Нет, дело не в том, что он был обессилен. Как раз наоборот - едва ли не впервые в жизни он был оглушен, попросту опьянен, переполняющей его энергией! Даже после инициации в Башне он свободно впитал и преобразовал полученное, а сейчас сила кипела и бурлила внутри, не желая никуда уходить или успокаиваться. Ощущение было такое, словно вместо крови в жилах вдруг очутилось игристое шампанское...
Постепенно до затуманенного сознания дошла еще одна странность: если сбивающее его с ног изобилие означает, что он вобрал в себя жизненную силу леса - то вместо уютной солнечной полянки должна была остаться уменьшенная копия Пустоши. А между тем в природе царило радостное оживление!
Разумеется, он не только брал силы, но и... Напоминание об инициации снова заявило о себе, и пришлось сделать в рассуждениях следующий шаг, спросив себя: если тогда возникла связь с Башней, то с ЧЕМ связь возникла сейчас?!
Дамон по-прежнему ощущал окружающий лес, как часть себя. И не только лес...
Справится, отмежевать себя от этого искрящегося калейдоскопа удалось мягко сказать не сразу. Сидя на земле и потихоньку приходя в ясное сознание, маг обругал себя: от Сивилла, что ли, заразился безалаберностью и тягой к сомнительным экспериментам?

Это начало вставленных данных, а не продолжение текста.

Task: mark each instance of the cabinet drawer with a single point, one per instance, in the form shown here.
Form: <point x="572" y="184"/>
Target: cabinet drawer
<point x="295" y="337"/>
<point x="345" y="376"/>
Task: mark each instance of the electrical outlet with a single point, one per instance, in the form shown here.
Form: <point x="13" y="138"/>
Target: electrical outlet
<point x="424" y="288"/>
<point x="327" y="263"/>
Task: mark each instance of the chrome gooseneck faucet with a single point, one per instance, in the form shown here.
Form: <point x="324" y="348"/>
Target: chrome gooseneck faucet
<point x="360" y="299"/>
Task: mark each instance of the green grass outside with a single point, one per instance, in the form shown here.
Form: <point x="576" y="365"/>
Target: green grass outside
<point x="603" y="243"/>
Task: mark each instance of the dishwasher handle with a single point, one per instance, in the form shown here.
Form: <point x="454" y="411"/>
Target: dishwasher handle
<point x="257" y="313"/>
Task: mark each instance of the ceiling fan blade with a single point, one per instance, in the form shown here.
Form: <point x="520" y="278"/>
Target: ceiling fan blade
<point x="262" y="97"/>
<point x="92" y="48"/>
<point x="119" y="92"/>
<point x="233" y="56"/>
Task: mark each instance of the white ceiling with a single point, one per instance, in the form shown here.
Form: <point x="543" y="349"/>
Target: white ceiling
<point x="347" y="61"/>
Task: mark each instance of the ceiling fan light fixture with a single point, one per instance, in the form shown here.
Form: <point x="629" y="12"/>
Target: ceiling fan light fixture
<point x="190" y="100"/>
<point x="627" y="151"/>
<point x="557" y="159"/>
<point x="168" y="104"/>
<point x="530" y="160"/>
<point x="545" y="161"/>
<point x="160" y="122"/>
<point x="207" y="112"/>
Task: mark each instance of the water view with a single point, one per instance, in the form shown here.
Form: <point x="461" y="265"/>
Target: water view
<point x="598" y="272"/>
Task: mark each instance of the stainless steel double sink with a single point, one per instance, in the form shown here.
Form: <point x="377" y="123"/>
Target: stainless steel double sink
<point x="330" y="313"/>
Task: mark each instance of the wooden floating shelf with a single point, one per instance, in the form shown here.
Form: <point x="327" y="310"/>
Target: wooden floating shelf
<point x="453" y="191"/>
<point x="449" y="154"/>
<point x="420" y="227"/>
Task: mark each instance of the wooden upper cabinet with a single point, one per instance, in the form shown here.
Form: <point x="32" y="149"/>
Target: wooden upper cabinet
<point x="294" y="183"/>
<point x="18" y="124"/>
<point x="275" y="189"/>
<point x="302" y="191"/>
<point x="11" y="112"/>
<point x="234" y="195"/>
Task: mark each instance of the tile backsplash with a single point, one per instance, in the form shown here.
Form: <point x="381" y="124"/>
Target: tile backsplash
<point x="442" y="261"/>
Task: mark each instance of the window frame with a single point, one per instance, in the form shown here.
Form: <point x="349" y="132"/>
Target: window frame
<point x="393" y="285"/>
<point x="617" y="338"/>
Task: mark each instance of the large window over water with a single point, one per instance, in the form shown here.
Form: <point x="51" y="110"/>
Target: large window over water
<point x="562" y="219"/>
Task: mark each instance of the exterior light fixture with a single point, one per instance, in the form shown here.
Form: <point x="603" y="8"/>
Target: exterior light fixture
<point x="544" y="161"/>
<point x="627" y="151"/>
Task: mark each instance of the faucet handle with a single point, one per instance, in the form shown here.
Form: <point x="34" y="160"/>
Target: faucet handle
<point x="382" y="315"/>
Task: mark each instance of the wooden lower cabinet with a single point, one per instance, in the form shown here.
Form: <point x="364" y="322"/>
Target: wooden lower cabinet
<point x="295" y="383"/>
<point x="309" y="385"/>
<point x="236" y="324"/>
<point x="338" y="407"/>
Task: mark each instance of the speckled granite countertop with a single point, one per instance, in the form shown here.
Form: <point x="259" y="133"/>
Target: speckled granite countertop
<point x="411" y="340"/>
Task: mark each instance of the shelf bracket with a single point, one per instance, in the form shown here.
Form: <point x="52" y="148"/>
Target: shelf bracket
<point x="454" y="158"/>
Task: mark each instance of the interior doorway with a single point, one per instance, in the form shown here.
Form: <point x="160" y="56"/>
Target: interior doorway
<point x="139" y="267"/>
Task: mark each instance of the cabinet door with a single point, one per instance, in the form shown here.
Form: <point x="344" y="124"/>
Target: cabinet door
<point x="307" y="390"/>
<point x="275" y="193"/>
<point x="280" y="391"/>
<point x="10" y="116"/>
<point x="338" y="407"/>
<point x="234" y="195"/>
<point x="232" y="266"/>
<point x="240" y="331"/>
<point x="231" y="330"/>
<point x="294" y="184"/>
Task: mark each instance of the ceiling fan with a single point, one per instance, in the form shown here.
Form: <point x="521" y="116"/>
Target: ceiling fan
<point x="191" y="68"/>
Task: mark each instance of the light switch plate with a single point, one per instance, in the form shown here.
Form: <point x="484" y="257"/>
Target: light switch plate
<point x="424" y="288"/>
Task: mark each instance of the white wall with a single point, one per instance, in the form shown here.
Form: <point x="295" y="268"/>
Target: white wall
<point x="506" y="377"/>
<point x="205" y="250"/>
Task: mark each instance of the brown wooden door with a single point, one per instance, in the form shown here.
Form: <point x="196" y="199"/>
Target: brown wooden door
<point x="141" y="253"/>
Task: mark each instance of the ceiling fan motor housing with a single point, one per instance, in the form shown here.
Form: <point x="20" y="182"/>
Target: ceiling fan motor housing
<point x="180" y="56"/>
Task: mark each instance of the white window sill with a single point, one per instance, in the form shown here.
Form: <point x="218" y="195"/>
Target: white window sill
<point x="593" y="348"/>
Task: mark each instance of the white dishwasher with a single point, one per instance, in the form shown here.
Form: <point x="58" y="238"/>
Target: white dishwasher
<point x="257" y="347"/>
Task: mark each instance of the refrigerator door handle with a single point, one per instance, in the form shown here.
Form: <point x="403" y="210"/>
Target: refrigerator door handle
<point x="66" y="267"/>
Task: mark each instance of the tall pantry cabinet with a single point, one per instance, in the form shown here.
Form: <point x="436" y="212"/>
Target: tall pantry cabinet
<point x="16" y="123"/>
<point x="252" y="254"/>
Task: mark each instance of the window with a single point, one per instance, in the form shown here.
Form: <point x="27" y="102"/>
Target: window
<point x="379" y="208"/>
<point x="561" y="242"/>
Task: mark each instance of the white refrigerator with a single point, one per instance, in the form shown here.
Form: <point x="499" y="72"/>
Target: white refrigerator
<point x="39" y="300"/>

Музыка, это не формулы, с ней работать одновременно и сложнее и проще... Пента-, гекса- и прочим граммам безразлично с каким настроением их чертят, а в песню нужно вкладывать душу, иначе ничего не получится...
Вот он и вложил.
Так, что мир похоже тоже откликнулся в полную меру!
Интересно, все-таки почему лес, ставший проводником и воплощением наполняющей все сущное силы, признал(?) его... Потому что он искренне хотел спасти его дитя больше, нежели любым способом дознаться у эльфенка о Своре? Или элементарно сказалась его основательно разбавленная и всю жизнь молчавшая, проклятая кровь Дивного народа, делающая его тоже чуть ближе к этой связи, чем обычного человека?
Что уж теперь рассуждать! Тем более, что если для него - в сущности, ничего не изменилось, то по эльфику, ради которого все и затевалось, прошедшая ночь ударила беспощадно. Теперь Дамон без проблем мог восстанавливать его истощенную ауру, но если хрупкая психика подростка и сможет оправиться после насилия и пыток, то подобные перипетии сюжета уже врядли вынесет! Детские оправдания "не специально" - тут не помогут.
Как это могло получится он понимал, - установившаяся связь, естественно была двусторонней, первопричиной и центром ритуала все-таки оставался эльф, личного поля, которое могло бы отторгать воздействие, у него почти не осталось, да и общая кровь наверняка тоже сказалась дополнительным объединяющим фактором... Все это было понятно. А что теперь делать - нет!
Когда-то благодаря ему Раинн стала вампиром. Но она по крайней мере отнеслась к своей новой сущности с энтузиазмом! Здесь же... Сделать эльфа, Стража, главный и единственный долг которого, смысл существования, - борьба с черными, таким же темным?!
Ибо отныне в мире был по крайней мере один самый настоящий черный эльф. По сути, а не по названию практикуемой магии. Можно сказать, натуральный, сиречь - природный.